Мышка чувствует себя виноватой. Тихонько поскуливая, она забирается в свою раскладушку и с головой накрывается одеялом. В гробовом молчании мы с Муркой тоже ложимся в постель. Настроение — хуже некуда. Мы лежим и думаем о несбывшихся мечтах. Думы наши горьки. Путешествие в Италию совершенно не оправдало надежд. Наша личная жизнь, и без того бестолковая, окончательно вышла из-под контроля и припустила на всех парах в неизвестном направлении. Куда она заведет нас завтра? С кем мы встретимся на нашем нелегком пути? Мне приходит в голову мысль, что, может быть, судьба не такая уж злодейка. Может, мы сами притягиваем к себе всякую дрянь? Ведь живут же люди — и мужья у них, и любовники, и романтические истории, и все их носят на руках. А мы носимся, как оглашенные, по миру, и что?
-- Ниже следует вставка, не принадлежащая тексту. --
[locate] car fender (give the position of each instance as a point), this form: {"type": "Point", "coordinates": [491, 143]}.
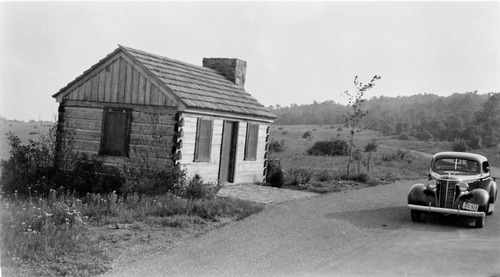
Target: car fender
{"type": "Point", "coordinates": [476, 196]}
{"type": "Point", "coordinates": [492, 190]}
{"type": "Point", "coordinates": [419, 194]}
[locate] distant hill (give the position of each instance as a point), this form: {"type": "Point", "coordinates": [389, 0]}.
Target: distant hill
{"type": "Point", "coordinates": [468, 116]}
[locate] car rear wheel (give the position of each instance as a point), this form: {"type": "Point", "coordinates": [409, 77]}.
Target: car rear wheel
{"type": "Point", "coordinates": [416, 216]}
{"type": "Point", "coordinates": [480, 222]}
{"type": "Point", "coordinates": [490, 207]}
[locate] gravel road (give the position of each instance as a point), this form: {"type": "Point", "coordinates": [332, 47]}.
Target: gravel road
{"type": "Point", "coordinates": [365, 232]}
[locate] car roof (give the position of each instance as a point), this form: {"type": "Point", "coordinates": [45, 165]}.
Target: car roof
{"type": "Point", "coordinates": [460, 155]}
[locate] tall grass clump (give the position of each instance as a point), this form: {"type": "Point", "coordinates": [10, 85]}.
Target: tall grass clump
{"type": "Point", "coordinates": [49, 236]}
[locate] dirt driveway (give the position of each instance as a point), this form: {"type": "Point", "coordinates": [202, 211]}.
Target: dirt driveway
{"type": "Point", "coordinates": [365, 232]}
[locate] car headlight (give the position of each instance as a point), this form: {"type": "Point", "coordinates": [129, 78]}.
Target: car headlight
{"type": "Point", "coordinates": [432, 184]}
{"type": "Point", "coordinates": [463, 187]}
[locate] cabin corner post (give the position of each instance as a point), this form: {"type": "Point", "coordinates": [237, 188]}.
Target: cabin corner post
{"type": "Point", "coordinates": [59, 136]}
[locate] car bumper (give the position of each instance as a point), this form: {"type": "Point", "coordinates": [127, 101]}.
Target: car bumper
{"type": "Point", "coordinates": [445, 211]}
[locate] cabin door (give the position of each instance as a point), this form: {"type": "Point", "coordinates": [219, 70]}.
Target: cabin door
{"type": "Point", "coordinates": [228, 151]}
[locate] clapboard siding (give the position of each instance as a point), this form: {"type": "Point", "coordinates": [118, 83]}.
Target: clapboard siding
{"type": "Point", "coordinates": [121, 82]}
{"type": "Point", "coordinates": [208, 170]}
{"type": "Point", "coordinates": [245, 171]}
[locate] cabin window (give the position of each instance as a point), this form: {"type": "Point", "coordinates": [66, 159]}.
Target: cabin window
{"type": "Point", "coordinates": [116, 132]}
{"type": "Point", "coordinates": [251, 142]}
{"type": "Point", "coordinates": [203, 140]}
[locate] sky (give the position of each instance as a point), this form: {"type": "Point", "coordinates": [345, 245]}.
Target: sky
{"type": "Point", "coordinates": [296, 52]}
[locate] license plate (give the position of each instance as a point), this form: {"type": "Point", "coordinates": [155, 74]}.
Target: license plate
{"type": "Point", "coordinates": [470, 206]}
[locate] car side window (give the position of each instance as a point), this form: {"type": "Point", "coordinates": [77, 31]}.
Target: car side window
{"type": "Point", "coordinates": [486, 167]}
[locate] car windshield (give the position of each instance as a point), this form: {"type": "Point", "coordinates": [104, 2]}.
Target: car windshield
{"type": "Point", "coordinates": [452, 165]}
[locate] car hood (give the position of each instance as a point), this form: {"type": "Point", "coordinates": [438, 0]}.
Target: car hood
{"type": "Point", "coordinates": [469, 178]}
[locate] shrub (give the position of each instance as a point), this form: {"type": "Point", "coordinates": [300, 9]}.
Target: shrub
{"type": "Point", "coordinates": [307, 134]}
{"type": "Point", "coordinates": [197, 189]}
{"type": "Point", "coordinates": [337, 147]}
{"type": "Point", "coordinates": [404, 136]}
{"type": "Point", "coordinates": [151, 181]}
{"type": "Point", "coordinates": [299, 176]}
{"type": "Point", "coordinates": [324, 176]}
{"type": "Point", "coordinates": [371, 146]}
{"type": "Point", "coordinates": [399, 155]}
{"type": "Point", "coordinates": [92, 176]}
{"type": "Point", "coordinates": [275, 176]}
{"type": "Point", "coordinates": [23, 168]}
{"type": "Point", "coordinates": [275, 146]}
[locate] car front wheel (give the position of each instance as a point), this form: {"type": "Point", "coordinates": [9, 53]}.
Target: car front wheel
{"type": "Point", "coordinates": [490, 207]}
{"type": "Point", "coordinates": [480, 222]}
{"type": "Point", "coordinates": [416, 216]}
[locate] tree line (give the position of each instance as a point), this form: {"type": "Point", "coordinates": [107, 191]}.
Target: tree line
{"type": "Point", "coordinates": [469, 117]}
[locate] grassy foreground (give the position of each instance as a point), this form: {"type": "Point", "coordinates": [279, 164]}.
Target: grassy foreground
{"type": "Point", "coordinates": [61, 235]}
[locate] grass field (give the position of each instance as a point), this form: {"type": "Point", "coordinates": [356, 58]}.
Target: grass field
{"type": "Point", "coordinates": [294, 157]}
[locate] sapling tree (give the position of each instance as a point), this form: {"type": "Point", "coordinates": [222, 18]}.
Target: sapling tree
{"type": "Point", "coordinates": [355, 114]}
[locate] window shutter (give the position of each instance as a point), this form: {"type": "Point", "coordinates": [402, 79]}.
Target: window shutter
{"type": "Point", "coordinates": [251, 142]}
{"type": "Point", "coordinates": [203, 140]}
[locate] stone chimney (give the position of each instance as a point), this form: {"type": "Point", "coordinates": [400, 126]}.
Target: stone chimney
{"type": "Point", "coordinates": [233, 69]}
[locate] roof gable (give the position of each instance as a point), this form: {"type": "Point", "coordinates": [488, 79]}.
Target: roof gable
{"type": "Point", "coordinates": [160, 81]}
{"type": "Point", "coordinates": [199, 87]}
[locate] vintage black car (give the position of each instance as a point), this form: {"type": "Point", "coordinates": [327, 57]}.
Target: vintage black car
{"type": "Point", "coordinates": [459, 184]}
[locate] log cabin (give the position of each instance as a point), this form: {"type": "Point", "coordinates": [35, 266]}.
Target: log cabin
{"type": "Point", "coordinates": [137, 106]}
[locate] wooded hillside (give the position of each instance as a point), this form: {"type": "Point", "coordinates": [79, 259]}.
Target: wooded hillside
{"type": "Point", "coordinates": [471, 117]}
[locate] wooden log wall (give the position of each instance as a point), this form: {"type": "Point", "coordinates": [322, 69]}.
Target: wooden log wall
{"type": "Point", "coordinates": [150, 136]}
{"type": "Point", "coordinates": [119, 81]}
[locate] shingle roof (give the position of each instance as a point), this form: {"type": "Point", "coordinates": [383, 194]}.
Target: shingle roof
{"type": "Point", "coordinates": [200, 87]}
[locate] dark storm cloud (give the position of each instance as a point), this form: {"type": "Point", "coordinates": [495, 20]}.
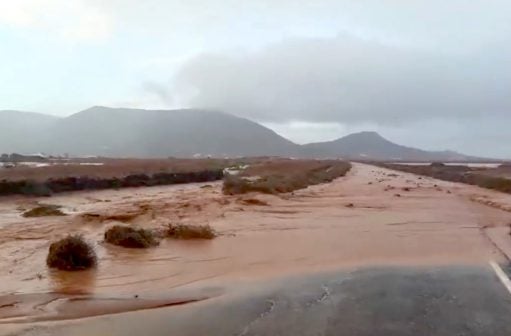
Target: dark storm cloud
{"type": "Point", "coordinates": [352, 80]}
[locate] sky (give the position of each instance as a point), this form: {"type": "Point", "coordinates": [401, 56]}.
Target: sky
{"type": "Point", "coordinates": [434, 74]}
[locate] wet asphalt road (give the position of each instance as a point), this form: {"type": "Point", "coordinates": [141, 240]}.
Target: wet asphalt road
{"type": "Point", "coordinates": [446, 301]}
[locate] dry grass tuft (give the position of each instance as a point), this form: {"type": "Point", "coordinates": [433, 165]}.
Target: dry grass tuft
{"type": "Point", "coordinates": [126, 236]}
{"type": "Point", "coordinates": [182, 231]}
{"type": "Point", "coordinates": [254, 201]}
{"type": "Point", "coordinates": [44, 210]}
{"type": "Point", "coordinates": [71, 254]}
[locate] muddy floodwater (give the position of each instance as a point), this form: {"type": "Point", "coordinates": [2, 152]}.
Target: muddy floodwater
{"type": "Point", "coordinates": [370, 217]}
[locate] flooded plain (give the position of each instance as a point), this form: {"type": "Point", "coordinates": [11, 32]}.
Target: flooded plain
{"type": "Point", "coordinates": [369, 218]}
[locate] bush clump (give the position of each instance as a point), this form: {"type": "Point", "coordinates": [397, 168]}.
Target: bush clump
{"type": "Point", "coordinates": [44, 210]}
{"type": "Point", "coordinates": [190, 232]}
{"type": "Point", "coordinates": [71, 254]}
{"type": "Point", "coordinates": [130, 237]}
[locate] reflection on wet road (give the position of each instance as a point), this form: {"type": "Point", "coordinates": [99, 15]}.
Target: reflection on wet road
{"type": "Point", "coordinates": [442, 301]}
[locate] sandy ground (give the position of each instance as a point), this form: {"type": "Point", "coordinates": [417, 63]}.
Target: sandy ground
{"type": "Point", "coordinates": [371, 217]}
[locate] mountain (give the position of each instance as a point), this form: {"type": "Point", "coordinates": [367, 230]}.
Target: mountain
{"type": "Point", "coordinates": [22, 131]}
{"type": "Point", "coordinates": [122, 132]}
{"type": "Point", "coordinates": [372, 146]}
{"type": "Point", "coordinates": [161, 133]}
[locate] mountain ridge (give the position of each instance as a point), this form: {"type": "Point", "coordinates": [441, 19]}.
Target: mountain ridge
{"type": "Point", "coordinates": [125, 132]}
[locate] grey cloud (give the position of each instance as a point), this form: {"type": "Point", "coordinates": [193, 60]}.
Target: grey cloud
{"type": "Point", "coordinates": [161, 91]}
{"type": "Point", "coordinates": [351, 80]}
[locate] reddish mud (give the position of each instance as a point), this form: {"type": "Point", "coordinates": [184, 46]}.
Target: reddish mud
{"type": "Point", "coordinates": [354, 221]}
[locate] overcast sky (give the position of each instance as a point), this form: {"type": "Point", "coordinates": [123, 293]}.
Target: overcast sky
{"type": "Point", "coordinates": [429, 73]}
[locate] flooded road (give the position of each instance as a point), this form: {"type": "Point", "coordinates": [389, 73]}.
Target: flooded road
{"type": "Point", "coordinates": [371, 219]}
{"type": "Point", "coordinates": [396, 301]}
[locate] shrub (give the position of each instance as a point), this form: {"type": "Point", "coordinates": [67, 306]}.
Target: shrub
{"type": "Point", "coordinates": [44, 210]}
{"type": "Point", "coordinates": [130, 237]}
{"type": "Point", "coordinates": [190, 232]}
{"type": "Point", "coordinates": [254, 201]}
{"type": "Point", "coordinates": [71, 254]}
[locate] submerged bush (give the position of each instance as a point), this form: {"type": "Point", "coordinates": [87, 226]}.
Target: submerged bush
{"type": "Point", "coordinates": [44, 210]}
{"type": "Point", "coordinates": [130, 237]}
{"type": "Point", "coordinates": [190, 232]}
{"type": "Point", "coordinates": [71, 254]}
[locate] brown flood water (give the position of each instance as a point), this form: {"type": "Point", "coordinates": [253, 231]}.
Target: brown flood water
{"type": "Point", "coordinates": [355, 221]}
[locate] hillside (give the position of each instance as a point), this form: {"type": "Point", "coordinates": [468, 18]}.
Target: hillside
{"type": "Point", "coordinates": [372, 146]}
{"type": "Point", "coordinates": [122, 132]}
{"type": "Point", "coordinates": [160, 133]}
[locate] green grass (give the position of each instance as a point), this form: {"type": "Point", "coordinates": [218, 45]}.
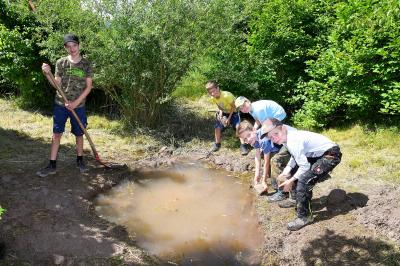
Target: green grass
{"type": "Point", "coordinates": [369, 156]}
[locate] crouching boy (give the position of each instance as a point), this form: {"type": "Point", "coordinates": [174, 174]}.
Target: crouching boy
{"type": "Point", "coordinates": [315, 156]}
{"type": "Point", "coordinates": [271, 167]}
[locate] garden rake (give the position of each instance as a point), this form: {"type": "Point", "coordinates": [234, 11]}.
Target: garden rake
{"type": "Point", "coordinates": [96, 155]}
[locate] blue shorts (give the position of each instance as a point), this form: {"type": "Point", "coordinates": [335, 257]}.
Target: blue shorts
{"type": "Point", "coordinates": [234, 121]}
{"type": "Point", "coordinates": [60, 116]}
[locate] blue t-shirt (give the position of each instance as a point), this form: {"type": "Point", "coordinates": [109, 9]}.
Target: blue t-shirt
{"type": "Point", "coordinates": [267, 109]}
{"type": "Point", "coordinates": [265, 145]}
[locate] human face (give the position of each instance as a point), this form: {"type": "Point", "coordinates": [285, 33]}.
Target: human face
{"type": "Point", "coordinates": [214, 92]}
{"type": "Point", "coordinates": [277, 135]}
{"type": "Point", "coordinates": [245, 108]}
{"type": "Point", "coordinates": [72, 48]}
{"type": "Point", "coordinates": [249, 136]}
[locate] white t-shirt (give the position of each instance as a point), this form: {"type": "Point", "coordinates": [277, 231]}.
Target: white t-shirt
{"type": "Point", "coordinates": [302, 144]}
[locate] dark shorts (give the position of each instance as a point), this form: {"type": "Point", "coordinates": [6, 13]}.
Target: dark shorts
{"type": "Point", "coordinates": [60, 116]}
{"type": "Point", "coordinates": [233, 122]}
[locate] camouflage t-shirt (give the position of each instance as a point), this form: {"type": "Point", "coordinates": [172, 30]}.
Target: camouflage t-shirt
{"type": "Point", "coordinates": [73, 78]}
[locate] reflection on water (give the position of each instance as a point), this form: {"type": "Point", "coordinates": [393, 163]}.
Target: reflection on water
{"type": "Point", "coordinates": [189, 214]}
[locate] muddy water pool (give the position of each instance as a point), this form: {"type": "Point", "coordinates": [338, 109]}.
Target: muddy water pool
{"type": "Point", "coordinates": [188, 214]}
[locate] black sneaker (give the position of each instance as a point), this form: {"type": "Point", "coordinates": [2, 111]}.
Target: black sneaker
{"type": "Point", "coordinates": [215, 147]}
{"type": "Point", "coordinates": [82, 167]}
{"type": "Point", "coordinates": [278, 196]}
{"type": "Point", "coordinates": [287, 203]}
{"type": "Point", "coordinates": [48, 170]}
{"type": "Point", "coordinates": [299, 223]}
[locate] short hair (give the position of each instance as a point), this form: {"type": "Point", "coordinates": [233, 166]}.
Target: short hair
{"type": "Point", "coordinates": [211, 83]}
{"type": "Point", "coordinates": [244, 126]}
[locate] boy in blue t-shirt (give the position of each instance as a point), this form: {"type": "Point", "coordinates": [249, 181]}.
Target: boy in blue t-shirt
{"type": "Point", "coordinates": [251, 136]}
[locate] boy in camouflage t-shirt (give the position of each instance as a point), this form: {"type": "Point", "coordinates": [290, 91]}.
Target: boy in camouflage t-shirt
{"type": "Point", "coordinates": [74, 75]}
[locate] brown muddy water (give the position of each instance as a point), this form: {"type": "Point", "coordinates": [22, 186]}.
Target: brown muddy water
{"type": "Point", "coordinates": [188, 215]}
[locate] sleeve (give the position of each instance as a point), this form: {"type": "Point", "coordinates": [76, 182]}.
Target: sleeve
{"type": "Point", "coordinates": [59, 68]}
{"type": "Point", "coordinates": [291, 164]}
{"type": "Point", "coordinates": [301, 160]}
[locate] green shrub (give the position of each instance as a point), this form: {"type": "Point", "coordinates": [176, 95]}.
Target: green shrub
{"type": "Point", "coordinates": [358, 67]}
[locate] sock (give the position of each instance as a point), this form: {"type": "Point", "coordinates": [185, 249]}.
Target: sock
{"type": "Point", "coordinates": [53, 163]}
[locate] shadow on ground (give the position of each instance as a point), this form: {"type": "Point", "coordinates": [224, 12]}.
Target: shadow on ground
{"type": "Point", "coordinates": [333, 249]}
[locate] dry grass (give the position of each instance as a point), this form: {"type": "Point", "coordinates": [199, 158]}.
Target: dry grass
{"type": "Point", "coordinates": [369, 157]}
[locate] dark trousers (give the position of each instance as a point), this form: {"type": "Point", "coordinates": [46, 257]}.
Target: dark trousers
{"type": "Point", "coordinates": [320, 168]}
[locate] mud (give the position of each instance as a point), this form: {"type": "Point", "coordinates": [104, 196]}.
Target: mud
{"type": "Point", "coordinates": [52, 220]}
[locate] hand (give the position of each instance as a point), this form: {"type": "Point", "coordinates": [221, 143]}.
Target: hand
{"type": "Point", "coordinates": [46, 68]}
{"type": "Point", "coordinates": [226, 122]}
{"type": "Point", "coordinates": [257, 179]}
{"type": "Point", "coordinates": [287, 185]}
{"type": "Point", "coordinates": [71, 105]}
{"type": "Point", "coordinates": [265, 185]}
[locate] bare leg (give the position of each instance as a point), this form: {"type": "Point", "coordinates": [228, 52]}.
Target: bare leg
{"type": "Point", "coordinates": [79, 145]}
{"type": "Point", "coordinates": [55, 145]}
{"type": "Point", "coordinates": [217, 133]}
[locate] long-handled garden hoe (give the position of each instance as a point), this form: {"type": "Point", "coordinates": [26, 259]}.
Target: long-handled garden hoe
{"type": "Point", "coordinates": [96, 155]}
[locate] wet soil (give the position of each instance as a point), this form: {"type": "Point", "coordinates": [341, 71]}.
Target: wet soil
{"type": "Point", "coordinates": [52, 220]}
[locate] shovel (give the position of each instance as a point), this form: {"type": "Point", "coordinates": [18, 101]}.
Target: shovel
{"type": "Point", "coordinates": [96, 155]}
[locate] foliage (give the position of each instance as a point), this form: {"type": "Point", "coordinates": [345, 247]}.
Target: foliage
{"type": "Point", "coordinates": [281, 36]}
{"type": "Point", "coordinates": [1, 211]}
{"type": "Point", "coordinates": [323, 60]}
{"type": "Point", "coordinates": [356, 74]}
{"type": "Point", "coordinates": [19, 55]}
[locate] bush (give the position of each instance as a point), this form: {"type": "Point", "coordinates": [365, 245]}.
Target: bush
{"type": "Point", "coordinates": [19, 56]}
{"type": "Point", "coordinates": [359, 66]}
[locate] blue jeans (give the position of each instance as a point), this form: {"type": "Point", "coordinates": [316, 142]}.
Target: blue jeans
{"type": "Point", "coordinates": [60, 116]}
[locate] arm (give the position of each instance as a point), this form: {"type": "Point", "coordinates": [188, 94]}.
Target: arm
{"type": "Point", "coordinates": [257, 162]}
{"type": "Point", "coordinates": [267, 166]}
{"type": "Point", "coordinates": [231, 112]}
{"type": "Point", "coordinates": [72, 105]}
{"type": "Point", "coordinates": [46, 70]}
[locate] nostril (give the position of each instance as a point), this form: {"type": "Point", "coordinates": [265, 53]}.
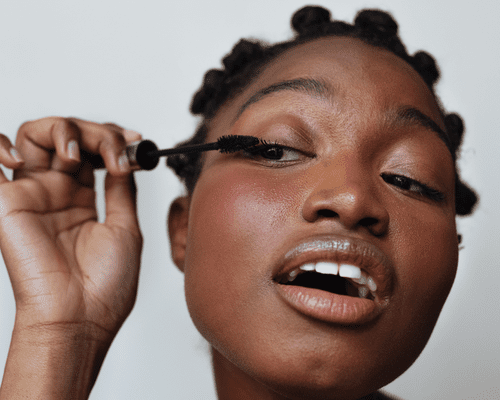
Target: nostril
{"type": "Point", "coordinates": [367, 222]}
{"type": "Point", "coordinates": [325, 213]}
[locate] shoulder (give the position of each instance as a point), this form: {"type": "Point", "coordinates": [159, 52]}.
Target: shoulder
{"type": "Point", "coordinates": [381, 396]}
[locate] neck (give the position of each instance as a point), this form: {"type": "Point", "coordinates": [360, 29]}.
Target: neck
{"type": "Point", "coordinates": [233, 383]}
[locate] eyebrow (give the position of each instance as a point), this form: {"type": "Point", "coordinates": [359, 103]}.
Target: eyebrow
{"type": "Point", "coordinates": [312, 87]}
{"type": "Point", "coordinates": [319, 88]}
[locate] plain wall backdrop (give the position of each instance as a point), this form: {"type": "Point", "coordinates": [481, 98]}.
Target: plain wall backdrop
{"type": "Point", "coordinates": [137, 63]}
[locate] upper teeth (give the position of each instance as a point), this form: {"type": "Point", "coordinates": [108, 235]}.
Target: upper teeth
{"type": "Point", "coordinates": [352, 272]}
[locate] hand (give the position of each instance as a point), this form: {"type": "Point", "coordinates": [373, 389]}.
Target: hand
{"type": "Point", "coordinates": [65, 267]}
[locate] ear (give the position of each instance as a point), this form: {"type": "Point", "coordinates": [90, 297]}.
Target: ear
{"type": "Point", "coordinates": [178, 217]}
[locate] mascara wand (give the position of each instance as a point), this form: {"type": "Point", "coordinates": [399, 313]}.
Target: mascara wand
{"type": "Point", "coordinates": [145, 155]}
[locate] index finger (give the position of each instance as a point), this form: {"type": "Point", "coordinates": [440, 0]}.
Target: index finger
{"type": "Point", "coordinates": [50, 143]}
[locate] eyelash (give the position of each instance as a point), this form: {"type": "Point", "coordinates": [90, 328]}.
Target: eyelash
{"type": "Point", "coordinates": [411, 185]}
{"type": "Point", "coordinates": [400, 181]}
{"type": "Point", "coordinates": [278, 150]}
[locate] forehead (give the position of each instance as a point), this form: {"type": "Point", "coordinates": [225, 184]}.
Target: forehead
{"type": "Point", "coordinates": [364, 79]}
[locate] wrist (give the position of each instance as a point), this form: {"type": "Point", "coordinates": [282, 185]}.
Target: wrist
{"type": "Point", "coordinates": [54, 361]}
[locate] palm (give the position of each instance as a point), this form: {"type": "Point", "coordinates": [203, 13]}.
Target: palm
{"type": "Point", "coordinates": [64, 265]}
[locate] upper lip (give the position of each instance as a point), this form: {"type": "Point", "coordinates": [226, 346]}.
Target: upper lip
{"type": "Point", "coordinates": [341, 249]}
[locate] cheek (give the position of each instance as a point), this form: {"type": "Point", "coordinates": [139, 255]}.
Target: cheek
{"type": "Point", "coordinates": [427, 256]}
{"type": "Point", "coordinates": [237, 221]}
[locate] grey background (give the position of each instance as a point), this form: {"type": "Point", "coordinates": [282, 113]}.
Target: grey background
{"type": "Point", "coordinates": [137, 63]}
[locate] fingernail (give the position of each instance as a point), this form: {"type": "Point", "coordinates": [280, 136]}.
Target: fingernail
{"type": "Point", "coordinates": [128, 133]}
{"type": "Point", "coordinates": [16, 155]}
{"type": "Point", "coordinates": [73, 151]}
{"type": "Point", "coordinates": [123, 163]}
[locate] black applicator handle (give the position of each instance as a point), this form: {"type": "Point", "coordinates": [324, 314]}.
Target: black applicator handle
{"type": "Point", "coordinates": [145, 154]}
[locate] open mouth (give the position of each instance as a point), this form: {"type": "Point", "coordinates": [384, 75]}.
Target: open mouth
{"type": "Point", "coordinates": [344, 279]}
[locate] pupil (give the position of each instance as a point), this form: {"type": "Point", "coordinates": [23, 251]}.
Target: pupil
{"type": "Point", "coordinates": [402, 182]}
{"type": "Point", "coordinates": [273, 153]}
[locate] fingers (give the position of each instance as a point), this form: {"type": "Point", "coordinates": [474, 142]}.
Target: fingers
{"type": "Point", "coordinates": [121, 203]}
{"type": "Point", "coordinates": [70, 137]}
{"type": "Point", "coordinates": [9, 156]}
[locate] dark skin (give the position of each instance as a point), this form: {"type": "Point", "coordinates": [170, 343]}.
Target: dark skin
{"type": "Point", "coordinates": [246, 212]}
{"type": "Point", "coordinates": [75, 279]}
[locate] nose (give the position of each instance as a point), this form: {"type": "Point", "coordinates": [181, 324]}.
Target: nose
{"type": "Point", "coordinates": [346, 196]}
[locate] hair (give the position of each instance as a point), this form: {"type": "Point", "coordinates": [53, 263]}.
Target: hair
{"type": "Point", "coordinates": [249, 57]}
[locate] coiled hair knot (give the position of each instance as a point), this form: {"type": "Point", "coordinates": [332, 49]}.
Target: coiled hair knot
{"type": "Point", "coordinates": [310, 20]}
{"type": "Point", "coordinates": [426, 66]}
{"type": "Point", "coordinates": [376, 22]}
{"type": "Point", "coordinates": [247, 58]}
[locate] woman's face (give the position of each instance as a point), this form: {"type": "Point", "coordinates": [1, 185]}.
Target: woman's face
{"type": "Point", "coordinates": [367, 183]}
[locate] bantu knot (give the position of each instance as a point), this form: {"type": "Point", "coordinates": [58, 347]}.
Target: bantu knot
{"type": "Point", "coordinates": [426, 66]}
{"type": "Point", "coordinates": [211, 82]}
{"type": "Point", "coordinates": [465, 198]}
{"type": "Point", "coordinates": [378, 22]}
{"type": "Point", "coordinates": [243, 52]}
{"type": "Point", "coordinates": [309, 18]}
{"type": "Point", "coordinates": [455, 129]}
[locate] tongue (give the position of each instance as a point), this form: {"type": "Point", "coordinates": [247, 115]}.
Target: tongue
{"type": "Point", "coordinates": [329, 283]}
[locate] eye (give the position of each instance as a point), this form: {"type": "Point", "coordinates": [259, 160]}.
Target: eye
{"type": "Point", "coordinates": [274, 153]}
{"type": "Point", "coordinates": [413, 186]}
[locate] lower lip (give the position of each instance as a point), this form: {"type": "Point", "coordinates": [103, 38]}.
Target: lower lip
{"type": "Point", "coordinates": [330, 307]}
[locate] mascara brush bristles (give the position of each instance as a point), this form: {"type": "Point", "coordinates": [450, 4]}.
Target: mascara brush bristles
{"type": "Point", "coordinates": [225, 144]}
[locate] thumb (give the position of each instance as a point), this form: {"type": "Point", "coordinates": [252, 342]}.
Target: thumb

И ничего. Вдруг из-под Мышкиного одеяла раздается довольное хихиканье.
— Ты что, Мыша?
— Ой, девочки, а я вчера так напилась этой граппы, никак отойти не могла.
— Куда? Куда отойти не могла?
Это Мурка. Она всегда задает удивительно конкретные вопросы.
СЦЕНА ДВЕНАДЦАТАЯ,
в которой в конспективной форме излагаются основы религиозных воззрений Мышки
Если говорить о религиозных воззрениях, то лучше не говорить вовсе. Потому что никаких таких воззрений у Мышки не наблюдается. У нее наблюдаются нравственные принципы и моральные устои, от которых, как от кислого винища, сводит скулы. У Мурки тоже с воззрениями беда. У нее только жуткое самомнение, неуемная жажда наслаждений и уверенность, что мир должен крутиться вокруг ее драгоценной особы. Иногда хочется эту уверенность разбить, треснув Мурку чем-нибудь тяжелым по башке. Что касается меня, то мои религиозные воззрения безупречны. Мне больше нравятся деревянные церкви, а не каменные. Ну, знаете, такие, из бревнышек. Мне кажется, что полторы тысячи лет назад в них ходили берендеи, хотя известно, что ни в какие церкви берендеи не ходили, а сидели на лужке, рвали цветочки, плели венки, пели песенки и жмурились на солнышко. Я бы тоже хотела сейчас сидеть на лужке, рвать цветочки, плести венки, петь песенки и жмуриться на солнышко, но вместо этого тащу тяжеленный чемодан на вокзал. Это уже стало доброй традицией — таскать чемоданы взад-вперед по Италии. То с вокзала в отель. То из отеля на вокзал. А то — неизвестно куда неизвестно откуда. На привокзальную площадь мы прибываем рано. До поезда минут сорок.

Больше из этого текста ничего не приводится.